I should also point out that there are some pitfalls around padding: the linker might add zeros to the end of the section to insert padding, and it may even insert padding between symbols in the section. Raymond Chen has three small pieces on this as well.
Finally, why did I say that this is almost useful for initializing statics? Well, it doesn’t play nicely with static linking. You may have noticed that we applied __attribute__((used))
to the initializer. This tells Clang to not drop them during compilation. Unfortunately, linkers exist. (Honestly: linkers! Compilers, are bad, yes, but if you really want to ruin your day, you need a linker.) When the linker sees your static library, it will make an attempt to pull in exactly what is needed, and our section data doesn’t make the list: nobody is referencing any symbols in it. So initializers specified like this in a static library are just dropped.
On Windows, it seems like the linker will actually keep the section. That, or I got lucky. But Linux and Mac? No, the section is just silently dropped. I have tried various mechanisms around this, but without success. The closest is maybe Clang’s retain attribute, which has this blurb in the docs:
This attribute, when attached to a function or variable definition, prevents section garbage collection in the linker. It does not prevent other discard mechanisms, such as archive member selection, and COMDAT group resolution.
(Emphasis mine.)
The nuclear option around this is to use the linker flag --whole-archive
for every static library that you suspect has relevant data in your custom section. Using the whole archive options means that the linker doesn’t perform the archive member selection mentioned above (but it could still eliminate unused data later).
There are multiple issues with --whole-archive
: First, you now also pull in a lot of data that previously was dropped. So the output is likely larger, unless later steps in the linker happen to prune them again – but who knows whether that is actually happening. Second, you now need to know which libraries even contain data in your sections. You often can’t just apply --whole-archive
everywhere without suddenly ending up with multiple definitions. This is all very sad, since the beauty of this method for me is that data is collected automatically and nobody had to manually figure out what initializers come from where.
At least on Windows this very section mechanism is also used for the CRT. So how do they do it? Well, first off I never ran into any issues on Windows anyway. Additionally, link.exe
does have a /SECTION
flag that you can use to tell it to keep a section, e.g. /SECTION:.mysection,R
. I have not tried it, because I didn’t have any problems in the first place.
With lld on Linux/Mac, there is still the possibility that a custom linker script would help. Linux uses the .init_array
section, and ld
’s default linker script explicitly keeps that section alive.
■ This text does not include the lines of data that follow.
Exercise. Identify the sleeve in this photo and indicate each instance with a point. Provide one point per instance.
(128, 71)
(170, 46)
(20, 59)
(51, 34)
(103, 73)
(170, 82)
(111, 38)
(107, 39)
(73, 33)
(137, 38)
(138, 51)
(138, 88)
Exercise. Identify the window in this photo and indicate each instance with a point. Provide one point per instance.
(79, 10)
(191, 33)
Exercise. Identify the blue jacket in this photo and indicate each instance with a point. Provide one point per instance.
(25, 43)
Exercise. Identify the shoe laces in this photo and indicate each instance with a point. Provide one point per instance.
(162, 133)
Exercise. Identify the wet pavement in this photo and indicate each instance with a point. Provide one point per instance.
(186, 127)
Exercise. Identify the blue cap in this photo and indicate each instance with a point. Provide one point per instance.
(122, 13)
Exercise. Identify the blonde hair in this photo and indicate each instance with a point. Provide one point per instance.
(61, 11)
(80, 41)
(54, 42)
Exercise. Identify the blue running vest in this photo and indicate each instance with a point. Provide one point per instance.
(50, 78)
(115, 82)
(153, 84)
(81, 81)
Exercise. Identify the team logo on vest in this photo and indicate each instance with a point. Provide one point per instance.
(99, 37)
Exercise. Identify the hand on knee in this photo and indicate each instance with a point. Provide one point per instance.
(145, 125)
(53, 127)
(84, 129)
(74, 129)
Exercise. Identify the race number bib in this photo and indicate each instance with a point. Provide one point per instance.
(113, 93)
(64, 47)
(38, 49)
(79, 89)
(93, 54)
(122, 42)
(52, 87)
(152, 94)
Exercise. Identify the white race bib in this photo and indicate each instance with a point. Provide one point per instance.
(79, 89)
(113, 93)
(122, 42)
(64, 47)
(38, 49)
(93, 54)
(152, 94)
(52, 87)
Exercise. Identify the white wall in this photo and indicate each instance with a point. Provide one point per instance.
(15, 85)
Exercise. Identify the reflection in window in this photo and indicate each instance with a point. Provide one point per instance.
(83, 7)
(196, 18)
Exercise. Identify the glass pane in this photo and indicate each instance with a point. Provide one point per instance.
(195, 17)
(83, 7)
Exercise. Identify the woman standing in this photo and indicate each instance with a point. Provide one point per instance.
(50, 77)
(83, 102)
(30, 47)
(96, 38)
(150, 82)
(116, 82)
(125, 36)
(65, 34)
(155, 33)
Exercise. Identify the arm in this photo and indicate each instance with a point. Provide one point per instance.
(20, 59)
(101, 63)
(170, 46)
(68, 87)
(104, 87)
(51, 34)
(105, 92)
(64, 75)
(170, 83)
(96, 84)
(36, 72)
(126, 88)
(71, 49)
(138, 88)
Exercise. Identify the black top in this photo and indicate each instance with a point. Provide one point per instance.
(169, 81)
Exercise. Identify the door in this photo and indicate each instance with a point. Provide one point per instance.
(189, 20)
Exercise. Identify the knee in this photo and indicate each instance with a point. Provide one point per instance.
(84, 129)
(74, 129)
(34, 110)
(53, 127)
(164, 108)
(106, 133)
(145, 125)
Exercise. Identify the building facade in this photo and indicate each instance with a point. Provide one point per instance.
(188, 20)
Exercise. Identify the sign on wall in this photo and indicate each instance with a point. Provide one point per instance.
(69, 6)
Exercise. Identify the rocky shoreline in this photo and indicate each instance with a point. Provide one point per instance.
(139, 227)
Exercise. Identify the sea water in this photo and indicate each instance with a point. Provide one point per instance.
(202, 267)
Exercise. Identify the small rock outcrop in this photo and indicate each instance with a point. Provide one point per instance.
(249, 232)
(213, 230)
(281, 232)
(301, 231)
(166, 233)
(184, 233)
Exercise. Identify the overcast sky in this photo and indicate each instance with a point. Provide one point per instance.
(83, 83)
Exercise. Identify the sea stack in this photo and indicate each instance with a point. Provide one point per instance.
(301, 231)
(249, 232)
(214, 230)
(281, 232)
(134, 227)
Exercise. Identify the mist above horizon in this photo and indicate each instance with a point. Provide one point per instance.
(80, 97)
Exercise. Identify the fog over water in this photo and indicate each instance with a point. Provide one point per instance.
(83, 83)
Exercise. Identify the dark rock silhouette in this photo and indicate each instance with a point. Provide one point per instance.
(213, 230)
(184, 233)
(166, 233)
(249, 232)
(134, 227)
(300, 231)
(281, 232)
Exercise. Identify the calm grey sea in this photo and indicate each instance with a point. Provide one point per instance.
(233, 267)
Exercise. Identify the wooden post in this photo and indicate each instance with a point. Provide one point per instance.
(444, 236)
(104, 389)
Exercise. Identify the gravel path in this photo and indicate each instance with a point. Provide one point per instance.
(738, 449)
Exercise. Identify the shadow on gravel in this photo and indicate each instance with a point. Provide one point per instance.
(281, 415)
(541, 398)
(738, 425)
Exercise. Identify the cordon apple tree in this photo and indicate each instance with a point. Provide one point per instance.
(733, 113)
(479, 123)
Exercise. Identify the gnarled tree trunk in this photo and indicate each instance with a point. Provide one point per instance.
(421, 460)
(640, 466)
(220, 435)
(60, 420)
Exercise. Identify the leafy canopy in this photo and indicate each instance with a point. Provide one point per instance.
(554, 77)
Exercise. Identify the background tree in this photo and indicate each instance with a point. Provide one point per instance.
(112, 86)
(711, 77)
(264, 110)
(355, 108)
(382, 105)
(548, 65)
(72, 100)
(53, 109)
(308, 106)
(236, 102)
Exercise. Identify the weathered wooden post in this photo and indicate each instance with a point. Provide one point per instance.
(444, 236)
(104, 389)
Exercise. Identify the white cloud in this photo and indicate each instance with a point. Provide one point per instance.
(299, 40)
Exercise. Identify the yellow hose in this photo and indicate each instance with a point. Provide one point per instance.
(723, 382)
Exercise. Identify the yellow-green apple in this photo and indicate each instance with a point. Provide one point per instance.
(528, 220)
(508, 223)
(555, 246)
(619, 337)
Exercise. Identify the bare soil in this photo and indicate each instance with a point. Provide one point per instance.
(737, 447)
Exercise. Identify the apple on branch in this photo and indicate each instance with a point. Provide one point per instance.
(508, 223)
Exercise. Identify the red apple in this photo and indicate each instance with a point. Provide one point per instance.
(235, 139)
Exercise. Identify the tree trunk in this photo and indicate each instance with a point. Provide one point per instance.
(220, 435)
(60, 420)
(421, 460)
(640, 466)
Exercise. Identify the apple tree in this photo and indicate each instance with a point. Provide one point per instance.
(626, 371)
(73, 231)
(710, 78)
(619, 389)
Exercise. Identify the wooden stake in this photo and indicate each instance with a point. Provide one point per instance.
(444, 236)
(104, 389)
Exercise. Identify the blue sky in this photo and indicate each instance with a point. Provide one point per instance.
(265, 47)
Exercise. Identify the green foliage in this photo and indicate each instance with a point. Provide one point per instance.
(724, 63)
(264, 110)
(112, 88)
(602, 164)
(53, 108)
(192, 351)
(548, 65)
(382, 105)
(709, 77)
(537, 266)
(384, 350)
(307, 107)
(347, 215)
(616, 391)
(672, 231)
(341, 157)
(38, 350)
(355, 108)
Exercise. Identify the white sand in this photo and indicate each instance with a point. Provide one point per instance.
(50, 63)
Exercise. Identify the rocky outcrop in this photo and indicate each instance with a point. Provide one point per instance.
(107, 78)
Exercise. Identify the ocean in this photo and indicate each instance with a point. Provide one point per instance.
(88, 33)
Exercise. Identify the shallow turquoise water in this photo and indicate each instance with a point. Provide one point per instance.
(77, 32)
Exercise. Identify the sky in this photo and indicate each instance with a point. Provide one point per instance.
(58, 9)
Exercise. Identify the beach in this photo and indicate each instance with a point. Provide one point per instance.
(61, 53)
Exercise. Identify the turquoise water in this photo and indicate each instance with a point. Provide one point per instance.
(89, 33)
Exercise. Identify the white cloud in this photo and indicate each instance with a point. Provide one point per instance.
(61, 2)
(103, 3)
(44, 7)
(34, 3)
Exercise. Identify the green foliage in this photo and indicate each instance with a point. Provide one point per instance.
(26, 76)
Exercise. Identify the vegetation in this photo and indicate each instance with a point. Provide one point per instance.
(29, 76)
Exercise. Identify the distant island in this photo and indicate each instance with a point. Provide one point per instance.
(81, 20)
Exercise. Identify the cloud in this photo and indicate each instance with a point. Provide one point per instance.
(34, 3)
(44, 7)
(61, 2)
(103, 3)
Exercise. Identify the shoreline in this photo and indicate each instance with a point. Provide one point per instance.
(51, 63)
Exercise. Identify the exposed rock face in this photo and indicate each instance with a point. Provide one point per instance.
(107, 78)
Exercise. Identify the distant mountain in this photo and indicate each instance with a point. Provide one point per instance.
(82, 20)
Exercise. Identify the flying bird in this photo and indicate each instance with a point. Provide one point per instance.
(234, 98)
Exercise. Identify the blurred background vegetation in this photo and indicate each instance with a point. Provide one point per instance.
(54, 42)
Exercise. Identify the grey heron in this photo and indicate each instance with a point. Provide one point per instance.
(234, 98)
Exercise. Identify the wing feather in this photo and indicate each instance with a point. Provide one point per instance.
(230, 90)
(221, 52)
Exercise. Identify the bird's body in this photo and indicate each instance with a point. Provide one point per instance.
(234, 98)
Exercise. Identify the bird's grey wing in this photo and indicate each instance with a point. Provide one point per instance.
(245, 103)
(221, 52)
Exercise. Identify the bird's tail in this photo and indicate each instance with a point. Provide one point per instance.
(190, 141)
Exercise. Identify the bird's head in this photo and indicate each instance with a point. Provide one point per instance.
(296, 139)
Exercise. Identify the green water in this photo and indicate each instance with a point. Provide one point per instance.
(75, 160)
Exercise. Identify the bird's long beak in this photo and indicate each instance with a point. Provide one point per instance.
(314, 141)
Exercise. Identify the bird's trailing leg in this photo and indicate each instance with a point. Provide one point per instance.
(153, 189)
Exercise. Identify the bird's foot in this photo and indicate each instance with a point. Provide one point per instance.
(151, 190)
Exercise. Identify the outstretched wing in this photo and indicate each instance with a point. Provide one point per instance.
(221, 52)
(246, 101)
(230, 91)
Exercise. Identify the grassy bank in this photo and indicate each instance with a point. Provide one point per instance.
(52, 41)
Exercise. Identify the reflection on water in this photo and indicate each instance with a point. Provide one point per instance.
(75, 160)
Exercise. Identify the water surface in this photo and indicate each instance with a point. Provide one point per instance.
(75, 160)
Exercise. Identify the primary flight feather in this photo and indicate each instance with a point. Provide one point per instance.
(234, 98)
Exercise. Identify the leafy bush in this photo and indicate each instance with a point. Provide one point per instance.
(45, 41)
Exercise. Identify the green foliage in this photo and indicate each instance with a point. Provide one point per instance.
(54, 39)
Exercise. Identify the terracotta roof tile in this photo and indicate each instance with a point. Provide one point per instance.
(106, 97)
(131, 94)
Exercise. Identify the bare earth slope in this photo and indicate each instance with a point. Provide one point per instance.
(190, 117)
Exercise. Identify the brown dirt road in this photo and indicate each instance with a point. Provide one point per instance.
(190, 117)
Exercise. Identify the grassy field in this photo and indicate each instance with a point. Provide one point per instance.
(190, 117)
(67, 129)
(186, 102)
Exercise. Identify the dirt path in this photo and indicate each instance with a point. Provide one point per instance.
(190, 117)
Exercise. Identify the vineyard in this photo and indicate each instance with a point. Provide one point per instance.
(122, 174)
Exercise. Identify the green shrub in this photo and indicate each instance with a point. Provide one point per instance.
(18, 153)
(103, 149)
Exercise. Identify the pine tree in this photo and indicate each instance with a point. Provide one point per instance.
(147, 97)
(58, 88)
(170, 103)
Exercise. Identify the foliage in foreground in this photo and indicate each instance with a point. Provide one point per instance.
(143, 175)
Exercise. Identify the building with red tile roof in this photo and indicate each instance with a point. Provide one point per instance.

However, for lld
specifically there is no default linker script (it’s just some native code instead), and apparently there is no way to say “use default behavior and also run this minimal linker script.” My gut instinct says that going down the custom linker script route is going to cause a good bit of pain, so I have not done that.
On a meta note: I would of course much rather talk about how I totally made this work using a combination of obscure linker flags. But documenting dead-ends is just as important.